Não é custo, é investimento

Joziane reconhece que a estrutura de Educação Especial mantida por Santa Maria de Jetibá há seis anos e firmando-se como uma política do município, independente do gestor político, gera um custo um pouco maior que a média praticada na maioria das demais redes públicas do Estado, mas não é nada exorbitante. Além disso, o mais importante é entender esse trabalho como um investimento.

“A gente vê como um investimento na potencialização dos nossos alunos. Enxergamos as potencialidades e as possibilidades do ensino.
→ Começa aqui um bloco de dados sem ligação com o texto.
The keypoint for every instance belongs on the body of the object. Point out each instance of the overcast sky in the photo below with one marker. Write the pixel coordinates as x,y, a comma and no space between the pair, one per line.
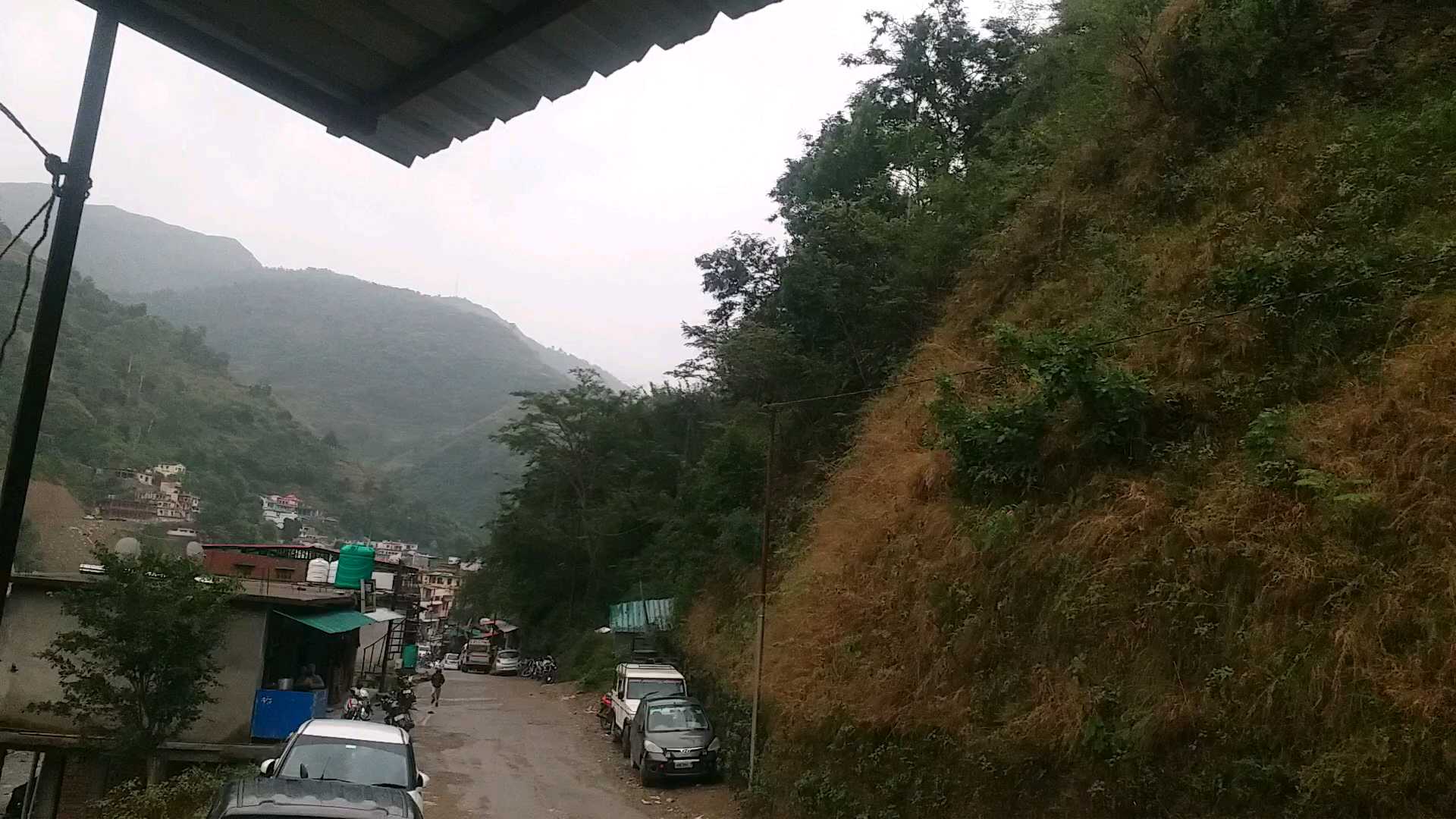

A gente costuma falar que os professores especialistas que vêm aqui pela primeira vez sentem dificuldade, porque o trabalho é muito diferenciado. Chegam com um modelo médico-pedagógico, mas nós temos um trabalho pedagógico e contextualizado. Mas logo se adaptam”, relata.

Os resultados do trabalho já estão sendo colhidos: “os nossos alunos estão se apropriando do conhecimento ofertado na sala comum e adentrando o ensino federal, no Ifes [Instituto Federal] de Santa Maria”, conta a coordenadora, com orgulho.